I really think that Marziano is here inventing the very idea of a separate and permanent set of trumps. We are seeing the process by which he thought it up, starting with four moral characteristics, based on a moralization of the four suits. Then he abstracted the 4x4 gods from this, and gave them their own linear hierarchy.

For what this looked like, visually, we have Marcello's testimony as well - 16 celestial princes and barons, and four suits with their kings. So it was structured like a Tarot deck, which is what he compared it to. A trump sequence, and four suits.

For the rules, I find the easiest way to imagine it is like basic Tarot.

Making the gods effectively part of the bird suits, as you are, seems to make no practical difference in play.

If you have to follow suit, and the four Virtue gods are Eagle suit, then the high trump played of that suit still wins, and lower trump of that suit loses.
If you cannot follow suit, and play instead a higher trump than any card played in the suit led, you win. If you cannot follow suit, and play a lower trump than a trump played in the suit led, you lose the trick.

So e.g. in a game of four players, 10 of Eagles led. Second has only the King of Eagles remaining, plays it. Third has no Eagles or Virtue gods, so plays Neptune (6, Riches). Fourth plays Apollo (5, Virtues, Eagles). Apollo wins the trick because he is higher than Neptune.
Let’s say it is the same as above but player three has no Eagles or Virtues to play, so plays Venus (4, Doves Pleasures). If player four can follow suit and plays Jupiter, he wins because Jupiter is higher. If he can follow suit and plays Mercury 9, he loses because Mercury is lower than Venus. If he cannot follow suit and plays Juno 2 Riches Phoenices he wins, becaue Juno 2 is higher than Venus 4. Et cetera.

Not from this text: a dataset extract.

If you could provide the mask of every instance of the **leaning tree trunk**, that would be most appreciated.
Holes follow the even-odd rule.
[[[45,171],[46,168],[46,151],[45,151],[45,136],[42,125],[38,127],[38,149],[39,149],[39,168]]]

Nothing changes whether you regard the gods as "super court cards" of the four suits, since they are numbered in their own hierarchy. A higher will beat a lower, whether you had to play it or not. If you can, your higher trump following suit will beat a lower trump. If you can't, your higher trump will beat a lower trump whether of the suit led or not. The suits themselves have no ranking, Eagles is not higher than Doves.